Copy all the contents of the ./dist/dolphindbwriter directory from the DataX-Writer project to the DataX/plugin/writer directory.
(1) The configuration file synchronization.json is placed in the data/job directory:
{
"core": {
"transport": {
"channel": {
"speed": {
"byte": 5242880
}
}
}
},
"job": {
"setting": {
"speed": {
"byte":10485760
}
},
"content": [
{
"reader": {
"name": "sqlserverreader",
"parameter": {
"username": "sa",
"password": "DolphinDB123",
"column": [
"ChannelNo","ApplSeqNum","MDStreamID","SecurityID","SecurityIDSource","Price","OrderQty","Side","TransactTime","OrderType","LocalTime"
],
"connection": [
{
"table": [
"data"
],
"jdbcUrl": [
"jdbc:sqlserver://127.0.0.1:1433;databasename=historyData"
]
}
]
}
},
"writer": {
"name": "dolphindbwriter",
"parameter": {
"userId": "admin",
"pwd": "123456",
"host": "127.0.0.1",
"port": 8888,
"dbPath": "dfs://TSDB_Entrust",
"tableName": "entrust",
"batchSize": 100000,
"saveFunctionDef": "def customTableInsert(dbName, tbName, mutable data) {data.replaceColumn!(`LocalTime,time(temporalParse(data.LocalTime,\"HH:mm:ss.nnnnnn\")));data.replaceColumn!(`Price,double(data.Price));data[`SeqNo]=int(NULL);data[`DataStatus]=int(NULL);data[`BizIndex]=long(NULL);data[`Market]=`SZ;data.reorderColumns!(`ChannelNo`ApplSeqNum`MDStreamID`SecurityID`SecurityIDSource`Price`OrderQty`Side`TransactTime`OrderType`LocalTime`SeqNo`Market`DataStatus`BizIndex);pt = loadTable(dbName,tbName);pt.append!(data)}",
"saveFunctionName" : "customTableInsert",
"table": [
{
"type": "DT_INT",
"name": "ChannelNo"
},
{
"type": "DT_LONG",
"name": "ApplSeqNum"
},
{
"type": "DT_INT",
"name": "MDStreamID"
},
{
"type": "DT_SYMBOL",
"name": "SecurityID"
},
{
"type": "DT_INT",
"name": "SecurityIDSource"
},
{
"type": "DT_DOUBLE",
"name": "Price"
},
{
"type": "DT_INT",
"name": "OrderQty"
},
{
"type": "DT_SYMBOL",
"name": "Side"
},
{
"type": "DT_TIMESTAMP",
"name": "TransactTime"
},
{
"type": "DT_SYMBOL",
"name": "OrderType"
},
{
"type": "DT_STRING",
"name": "LocalTime"
}
]
}
}
}
]
}
}
(2) Run the following command in the Linux terminal to execute the synchronization task:
cd ./DataX/bin/
python DataX.py ../job/synchronization.json
The log is displayed as follows:
Start Time : 2022-11-28 17:58:52
End Time : 2022-11-28 18:02:24
Elapsed Time : 212s
Average Flow : 3.62MB/s
Write Speed : 78779rec/s
Total Read Records : 16622527
Total Failed Attempts : 0
Similarly, you can add the “where” condition to the “reader” part of synchronization.json to incrementally synchronize the selected data.
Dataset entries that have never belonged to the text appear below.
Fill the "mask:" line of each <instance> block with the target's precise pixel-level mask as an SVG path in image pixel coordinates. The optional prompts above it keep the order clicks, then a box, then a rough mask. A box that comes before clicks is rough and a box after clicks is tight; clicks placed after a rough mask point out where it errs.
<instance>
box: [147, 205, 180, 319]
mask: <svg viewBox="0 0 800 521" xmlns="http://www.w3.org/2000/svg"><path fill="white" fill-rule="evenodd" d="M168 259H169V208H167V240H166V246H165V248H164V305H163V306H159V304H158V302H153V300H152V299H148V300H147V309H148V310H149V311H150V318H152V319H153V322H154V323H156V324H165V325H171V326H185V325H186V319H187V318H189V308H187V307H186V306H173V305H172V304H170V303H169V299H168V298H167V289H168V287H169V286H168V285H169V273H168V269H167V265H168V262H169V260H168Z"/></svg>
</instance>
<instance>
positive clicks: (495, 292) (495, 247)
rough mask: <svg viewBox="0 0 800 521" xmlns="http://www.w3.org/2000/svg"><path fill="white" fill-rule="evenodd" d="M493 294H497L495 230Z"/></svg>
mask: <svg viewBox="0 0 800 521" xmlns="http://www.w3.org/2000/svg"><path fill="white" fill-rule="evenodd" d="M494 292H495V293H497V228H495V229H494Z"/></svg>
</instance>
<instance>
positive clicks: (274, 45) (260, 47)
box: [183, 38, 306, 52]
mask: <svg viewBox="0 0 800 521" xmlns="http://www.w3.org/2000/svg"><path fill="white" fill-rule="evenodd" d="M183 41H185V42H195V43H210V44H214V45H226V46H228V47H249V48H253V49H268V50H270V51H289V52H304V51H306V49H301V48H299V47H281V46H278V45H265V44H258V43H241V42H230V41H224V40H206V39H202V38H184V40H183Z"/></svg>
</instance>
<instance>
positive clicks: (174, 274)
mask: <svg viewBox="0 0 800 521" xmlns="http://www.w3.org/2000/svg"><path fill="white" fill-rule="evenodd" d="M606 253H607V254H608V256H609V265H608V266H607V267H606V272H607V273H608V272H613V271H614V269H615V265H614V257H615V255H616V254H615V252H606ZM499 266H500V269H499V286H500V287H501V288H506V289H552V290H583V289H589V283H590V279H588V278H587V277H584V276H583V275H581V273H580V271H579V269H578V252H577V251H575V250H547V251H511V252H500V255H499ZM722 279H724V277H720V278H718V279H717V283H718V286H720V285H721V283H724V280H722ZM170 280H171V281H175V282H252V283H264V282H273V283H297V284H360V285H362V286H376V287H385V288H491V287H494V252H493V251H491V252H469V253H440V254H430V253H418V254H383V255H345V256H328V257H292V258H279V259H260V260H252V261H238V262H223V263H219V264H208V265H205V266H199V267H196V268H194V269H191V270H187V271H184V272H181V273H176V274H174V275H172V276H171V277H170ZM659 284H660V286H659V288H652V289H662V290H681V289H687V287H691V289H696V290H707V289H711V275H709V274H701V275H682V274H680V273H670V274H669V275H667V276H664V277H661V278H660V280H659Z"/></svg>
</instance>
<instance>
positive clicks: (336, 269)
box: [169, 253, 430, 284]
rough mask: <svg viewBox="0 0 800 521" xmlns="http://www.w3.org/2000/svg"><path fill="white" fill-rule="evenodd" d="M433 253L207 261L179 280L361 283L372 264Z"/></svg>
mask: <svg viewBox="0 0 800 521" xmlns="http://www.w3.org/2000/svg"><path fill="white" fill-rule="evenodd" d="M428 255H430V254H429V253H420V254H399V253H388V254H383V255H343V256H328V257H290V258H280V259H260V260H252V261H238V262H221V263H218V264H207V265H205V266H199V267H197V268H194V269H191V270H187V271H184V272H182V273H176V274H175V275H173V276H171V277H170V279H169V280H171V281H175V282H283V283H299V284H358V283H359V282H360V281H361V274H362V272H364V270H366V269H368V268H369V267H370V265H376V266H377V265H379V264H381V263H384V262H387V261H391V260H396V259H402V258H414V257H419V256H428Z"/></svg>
For example, specify a “where” filter on the trading date as shown below, and then every time when the synchronization task is executed, only the data filtered in the where condition (i.e., data of the previous day) is synchronized.
"reader": {
"name": "sqlserverreader",
"parameter": {
"username": "sa",
"password": "DolphinDB123",
"column": [
"ChannelNo","ApplSeqNum","MDStreamID","SecurityID","SecurityIDSource","Price","OrderQty","Side","TransactTime","OrderType","LocalTime"
],
"connection": [
{
"table": [
"data"
],
"jdbcUrl": [
"jdbc:sqlserver://127.0.0.1:1433;databasename=historyData"
]
}
]
"where":"TradeDate=(select CONVERT ( varchar ( 12) , dateadd(d,-1,getdate()), 102))"
}
}
The table shows the time consumed by data migration:
ODBC plugin | DataX |
---|---|
122s | 212s |
We can see that the ODBC plugin demonstrates better performance than DataX. This performance advantage becomes evident when there is a larger amount of data (especially with more tables involved). Both methods support full or incremental synchronization, but the ODBC plugin is fully integrated with DolphinDB, while DataX requires deployment and JSON configurations for migration. Additionally, if the migrated data does not require further processing, migration with DataX requires configuring a JSON file for each table, whereas the ODBC plugin only needs modification on the table names.